Being able to fully take control of how our console's home screen looks would help to make each Xbox One feel more individual, more uniquely ours. One user even made a mock-up of what a personalised background might look like, and it was so good it caught the attention of Xbox boss Phil Spencer, who tweeted about how good it looked.

Xbox One

10. Remember preferred settings

The Xbox 360 had a great feature that allowed you to set whether you preferred to play games with inverted or not, which the console would then remember every time you loaded up a new game and would automatically pick that setting.

It's sadly missing from the Xbox One, as is the ability to save the global settings for every game with the Xbox One's in-built settings.

Things like screen size, analogue preference, brightness, audio levels, and more should be saved and used for everything. We shouldn't have to set the screen size for every new game we play on the same TV/console set-up – it's tedious and takes up precious time that could be spent getting straight into the game.

There's even more reason to implement this feature now that a recent update allows Xbox One users to select a profile for automatic sign-in on their console, without the need for Kinect to identify you.

Xbox One

11. More ways to share

Some might find this potential feature irritating or even intrusive. However, giving players the option to share (alright, boast about) their Achievements via social media simply makes sense in this connected age - especially when the PS4 is already allowing users to do just that with a dedicated button right there on the controller.

Sure, you can record game clips and upload them to YouTube on the Xbox One, but that's a multi-step process that takes you right out of the game.

Instead of just clips, how about a feature that would allow you to take a screenshot with a voice command ("Xbox, take a picture" rather than "Xbox, record that"). You could then share that picture instantly via social media synced to your Xbox Live account, without having to leave your game session?

Xbox One

12. Flexible voice controls

Despite owning my Xbox One for, what, nine months now, I can never ever remember whether the command to turn it on is "Xbox, on" or "Xbox, turn on."
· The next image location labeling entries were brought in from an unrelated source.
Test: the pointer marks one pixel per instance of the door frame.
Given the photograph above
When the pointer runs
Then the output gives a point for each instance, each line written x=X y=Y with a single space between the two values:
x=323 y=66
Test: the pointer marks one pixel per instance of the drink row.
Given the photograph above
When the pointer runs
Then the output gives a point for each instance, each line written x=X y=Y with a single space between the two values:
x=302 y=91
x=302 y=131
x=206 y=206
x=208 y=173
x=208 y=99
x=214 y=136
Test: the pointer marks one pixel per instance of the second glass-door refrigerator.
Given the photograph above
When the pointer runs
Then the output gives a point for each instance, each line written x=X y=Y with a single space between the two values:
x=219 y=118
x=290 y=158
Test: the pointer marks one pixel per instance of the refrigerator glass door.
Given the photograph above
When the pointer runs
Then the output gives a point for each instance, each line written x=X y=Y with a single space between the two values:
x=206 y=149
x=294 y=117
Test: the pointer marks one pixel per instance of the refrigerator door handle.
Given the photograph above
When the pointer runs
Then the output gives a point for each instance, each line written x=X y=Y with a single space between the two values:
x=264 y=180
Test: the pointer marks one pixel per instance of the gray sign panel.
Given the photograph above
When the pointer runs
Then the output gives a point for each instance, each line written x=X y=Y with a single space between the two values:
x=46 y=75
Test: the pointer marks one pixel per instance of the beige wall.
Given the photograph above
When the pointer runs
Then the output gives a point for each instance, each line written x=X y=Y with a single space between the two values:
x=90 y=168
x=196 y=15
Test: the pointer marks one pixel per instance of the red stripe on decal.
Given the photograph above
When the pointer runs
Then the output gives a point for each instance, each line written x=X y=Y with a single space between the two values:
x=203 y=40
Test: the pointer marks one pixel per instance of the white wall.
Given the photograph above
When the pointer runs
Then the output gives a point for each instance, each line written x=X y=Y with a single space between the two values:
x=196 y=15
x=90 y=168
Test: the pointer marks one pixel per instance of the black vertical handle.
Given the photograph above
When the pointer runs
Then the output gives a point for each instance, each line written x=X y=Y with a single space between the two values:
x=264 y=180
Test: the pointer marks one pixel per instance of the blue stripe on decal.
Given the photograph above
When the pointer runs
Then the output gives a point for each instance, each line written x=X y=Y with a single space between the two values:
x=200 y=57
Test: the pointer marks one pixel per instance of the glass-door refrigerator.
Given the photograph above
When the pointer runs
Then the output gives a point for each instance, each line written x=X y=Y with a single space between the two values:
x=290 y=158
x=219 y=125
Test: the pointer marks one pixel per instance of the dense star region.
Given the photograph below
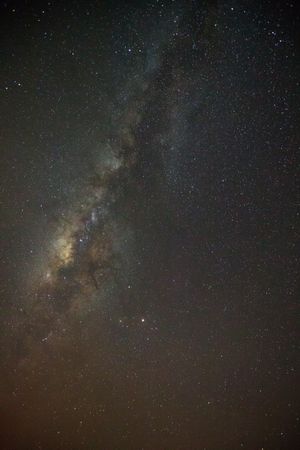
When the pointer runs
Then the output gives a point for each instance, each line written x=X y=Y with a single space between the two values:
x=149 y=259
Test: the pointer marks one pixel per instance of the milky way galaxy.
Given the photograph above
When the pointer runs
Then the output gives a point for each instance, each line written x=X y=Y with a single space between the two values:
x=148 y=205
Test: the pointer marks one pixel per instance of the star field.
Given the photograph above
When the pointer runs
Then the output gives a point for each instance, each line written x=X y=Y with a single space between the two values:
x=149 y=262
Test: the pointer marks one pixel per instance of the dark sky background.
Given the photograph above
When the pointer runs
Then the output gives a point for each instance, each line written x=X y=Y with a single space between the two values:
x=149 y=259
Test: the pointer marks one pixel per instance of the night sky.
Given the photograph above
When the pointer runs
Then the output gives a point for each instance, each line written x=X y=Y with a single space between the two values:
x=149 y=260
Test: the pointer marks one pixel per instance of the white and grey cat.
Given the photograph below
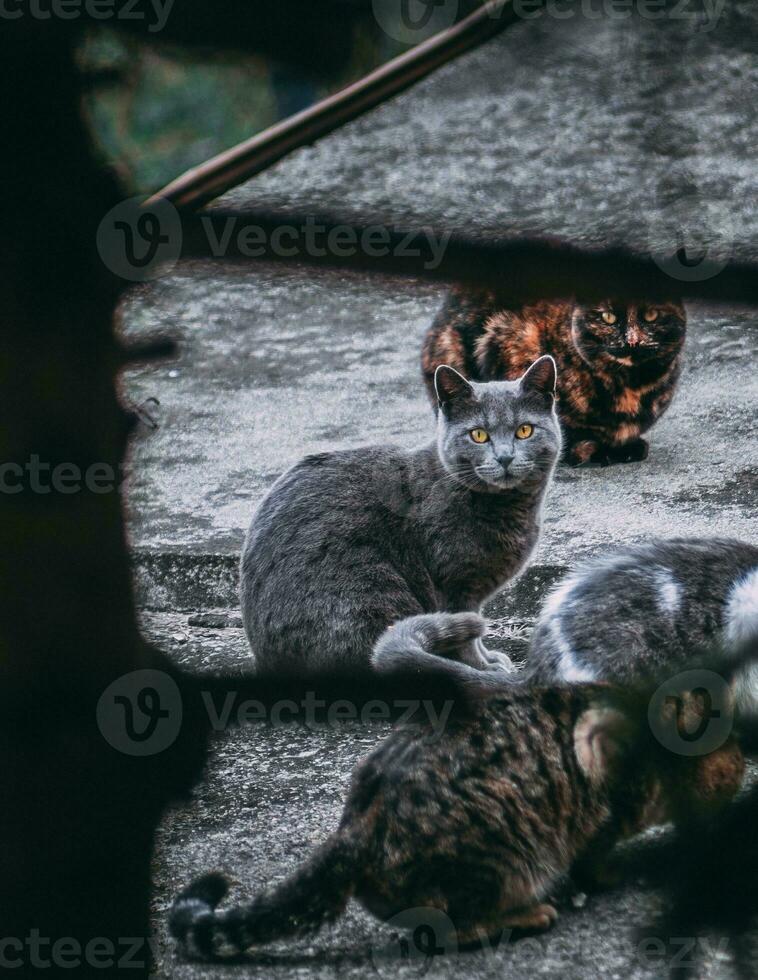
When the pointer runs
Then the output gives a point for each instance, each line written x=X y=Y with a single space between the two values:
x=634 y=613
x=347 y=543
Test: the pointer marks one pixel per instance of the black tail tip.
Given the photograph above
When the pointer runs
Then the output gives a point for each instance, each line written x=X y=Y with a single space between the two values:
x=209 y=889
x=192 y=914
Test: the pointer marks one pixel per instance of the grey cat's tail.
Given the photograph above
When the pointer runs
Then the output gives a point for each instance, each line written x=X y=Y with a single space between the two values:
x=433 y=644
x=315 y=894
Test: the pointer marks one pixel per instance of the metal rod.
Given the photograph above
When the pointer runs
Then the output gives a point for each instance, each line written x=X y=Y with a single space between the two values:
x=207 y=181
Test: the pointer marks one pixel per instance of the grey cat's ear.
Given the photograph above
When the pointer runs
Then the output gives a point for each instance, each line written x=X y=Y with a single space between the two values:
x=541 y=376
x=600 y=737
x=450 y=385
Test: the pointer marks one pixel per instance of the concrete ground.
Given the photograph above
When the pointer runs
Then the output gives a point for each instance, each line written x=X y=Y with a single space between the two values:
x=599 y=132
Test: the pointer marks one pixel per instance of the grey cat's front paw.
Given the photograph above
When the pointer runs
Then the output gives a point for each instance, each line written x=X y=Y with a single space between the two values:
x=495 y=660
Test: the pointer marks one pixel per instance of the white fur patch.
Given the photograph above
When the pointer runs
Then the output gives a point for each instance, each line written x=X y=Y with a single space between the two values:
x=568 y=668
x=741 y=616
x=741 y=626
x=669 y=596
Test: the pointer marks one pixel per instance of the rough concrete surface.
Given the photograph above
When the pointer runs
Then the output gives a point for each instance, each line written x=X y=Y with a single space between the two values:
x=600 y=132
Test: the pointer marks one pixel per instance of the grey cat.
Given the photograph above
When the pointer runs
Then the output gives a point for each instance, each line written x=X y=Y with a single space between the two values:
x=346 y=543
x=633 y=613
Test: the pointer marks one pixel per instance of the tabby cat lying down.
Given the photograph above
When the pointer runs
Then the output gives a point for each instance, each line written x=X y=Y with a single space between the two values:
x=480 y=821
x=618 y=364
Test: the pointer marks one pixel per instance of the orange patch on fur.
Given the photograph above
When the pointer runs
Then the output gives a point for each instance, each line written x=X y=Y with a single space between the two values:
x=583 y=452
x=626 y=432
x=448 y=349
x=628 y=401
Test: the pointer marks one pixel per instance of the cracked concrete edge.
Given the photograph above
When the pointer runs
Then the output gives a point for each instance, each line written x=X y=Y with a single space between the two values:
x=192 y=581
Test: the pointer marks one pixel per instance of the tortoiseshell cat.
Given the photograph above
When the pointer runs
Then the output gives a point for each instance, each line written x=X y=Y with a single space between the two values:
x=617 y=365
x=481 y=821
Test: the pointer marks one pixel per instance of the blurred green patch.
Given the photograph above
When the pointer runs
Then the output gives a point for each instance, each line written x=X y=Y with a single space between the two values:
x=156 y=112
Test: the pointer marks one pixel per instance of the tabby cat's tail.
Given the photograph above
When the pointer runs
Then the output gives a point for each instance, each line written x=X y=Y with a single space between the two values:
x=434 y=644
x=315 y=894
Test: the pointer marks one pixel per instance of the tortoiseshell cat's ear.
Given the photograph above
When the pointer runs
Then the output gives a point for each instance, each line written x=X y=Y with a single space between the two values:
x=600 y=737
x=541 y=376
x=450 y=385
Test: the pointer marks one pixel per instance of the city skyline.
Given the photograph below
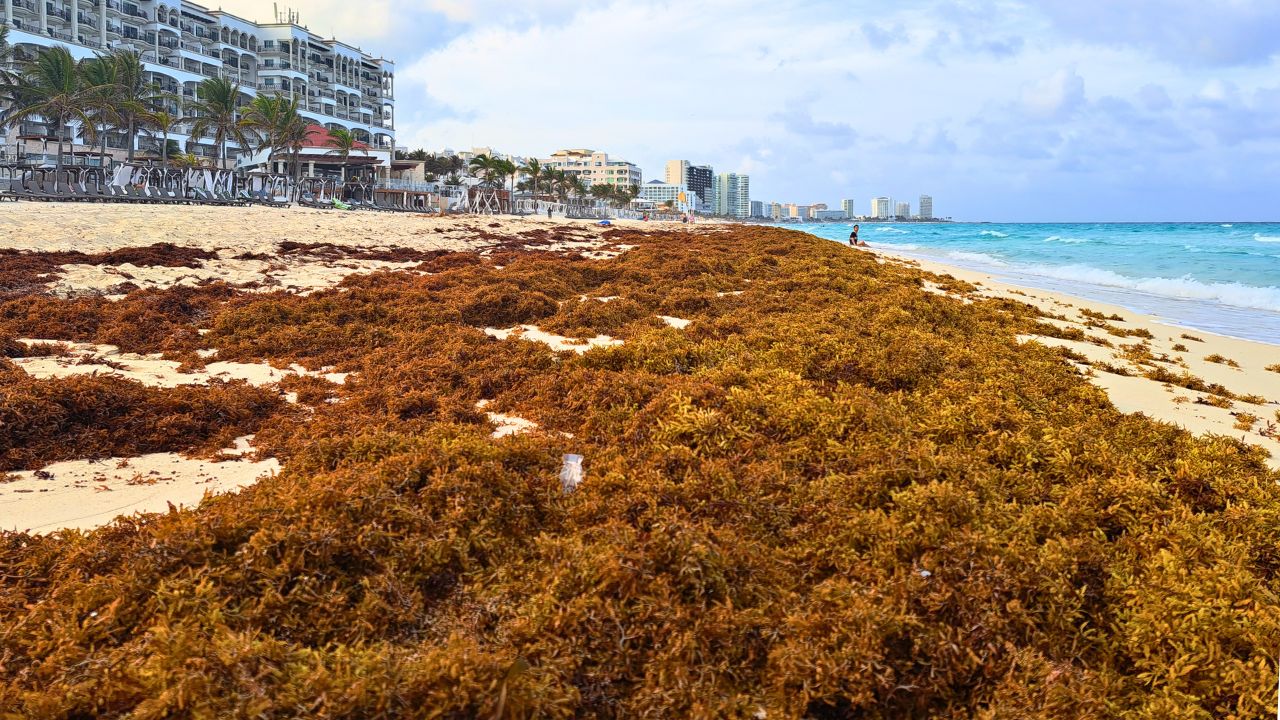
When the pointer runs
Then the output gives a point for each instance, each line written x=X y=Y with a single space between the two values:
x=1013 y=110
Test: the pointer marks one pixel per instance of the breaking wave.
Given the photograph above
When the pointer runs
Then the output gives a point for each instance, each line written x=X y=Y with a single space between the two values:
x=1182 y=288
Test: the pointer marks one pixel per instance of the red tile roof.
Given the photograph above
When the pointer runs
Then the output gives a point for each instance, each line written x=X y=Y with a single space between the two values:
x=318 y=136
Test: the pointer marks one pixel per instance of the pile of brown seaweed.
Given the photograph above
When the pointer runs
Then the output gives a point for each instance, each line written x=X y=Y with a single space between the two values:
x=832 y=495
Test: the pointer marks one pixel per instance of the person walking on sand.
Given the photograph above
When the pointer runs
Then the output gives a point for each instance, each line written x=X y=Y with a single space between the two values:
x=854 y=241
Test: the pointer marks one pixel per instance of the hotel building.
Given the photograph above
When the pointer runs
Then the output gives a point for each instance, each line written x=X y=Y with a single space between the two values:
x=881 y=208
x=732 y=194
x=698 y=178
x=594 y=168
x=662 y=192
x=926 y=210
x=182 y=44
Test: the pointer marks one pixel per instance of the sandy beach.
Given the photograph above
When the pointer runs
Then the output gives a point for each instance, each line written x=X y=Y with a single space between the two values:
x=245 y=250
x=1118 y=364
x=266 y=436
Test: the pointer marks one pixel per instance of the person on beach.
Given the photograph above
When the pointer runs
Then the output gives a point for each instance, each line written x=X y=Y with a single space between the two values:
x=854 y=241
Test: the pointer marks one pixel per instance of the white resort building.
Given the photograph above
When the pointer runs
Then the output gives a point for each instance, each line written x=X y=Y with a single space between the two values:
x=594 y=168
x=182 y=44
x=679 y=196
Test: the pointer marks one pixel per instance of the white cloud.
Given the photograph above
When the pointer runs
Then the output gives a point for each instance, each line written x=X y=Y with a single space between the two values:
x=970 y=103
x=1055 y=95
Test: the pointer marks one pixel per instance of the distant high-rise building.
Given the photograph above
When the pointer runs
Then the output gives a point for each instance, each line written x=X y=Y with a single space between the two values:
x=881 y=208
x=732 y=194
x=662 y=192
x=594 y=168
x=698 y=178
x=702 y=180
x=677 y=172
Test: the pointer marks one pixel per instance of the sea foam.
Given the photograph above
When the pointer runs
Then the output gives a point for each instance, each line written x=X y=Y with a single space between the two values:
x=1182 y=288
x=977 y=258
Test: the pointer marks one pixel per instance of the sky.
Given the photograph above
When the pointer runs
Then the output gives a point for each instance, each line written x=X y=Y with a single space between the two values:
x=1010 y=110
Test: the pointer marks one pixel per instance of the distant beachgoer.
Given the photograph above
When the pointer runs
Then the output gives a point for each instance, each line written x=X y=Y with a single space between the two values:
x=854 y=241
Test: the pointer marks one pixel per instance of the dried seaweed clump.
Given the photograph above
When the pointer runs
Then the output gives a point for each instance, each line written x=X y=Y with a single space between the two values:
x=49 y=420
x=832 y=496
Logically, there should be some leniency here – it only makes sense that both should work. Perhaps there should be some wiggle room with certain commands, though obviously it can't be too lenient or the Xbox One would start wigging out over random words and phrases.

While we're on the subject of voice commands, how about adding a few new ones? Practical ones, like "Xbox, Voice Chat Off," "Xbox, Voice Chat On," "Xbox, Eject" (Disc is ejected), "Xbox, Show Time" (temporarily display clock), "Xbox, take a picture" (takes a screenshot), or "Xbox, Find Controller" (your controllers turn on and vibrate for a few seconds).

Xbox One

13. Demos for Xbox One games

Free demos for almost every game you come across was one of the features that made the Xbox 360 such a vibrant ecosystem, and the Xbox One Store seems oddly stagnant by comparison. There are some demos out there, but the system doesn't make them at all easy to find.

Make more demos available, and then make them more prominent on the store, instead of using valuable console real estate to advertise games we already own on the system. And certainly, make more demos for Kinect-based games available.

Instead of ditching Kinect altogether, give us more compelling reasons to want it. What better way to do that than to show, rather than tell, with a good game demo?

Xbox One

14. Make Xbox One achievements and games visible on Xbox 360

If you frequently move back and forth between your Xbox 360 and the Xbox One, it's mildly irritating to see a wall between the two consoles where you can't view your Xbox One games and achievements on the 360.

It's not a deal-breaker, sure, but it seems like a bit of a wasted opportunity, and a source of needless stress for those players who take pride in their gamerscore. It's not likely to be at the top of Microsoft's to-do list any time soon, admittedly, but it's something to bear in mind all the same.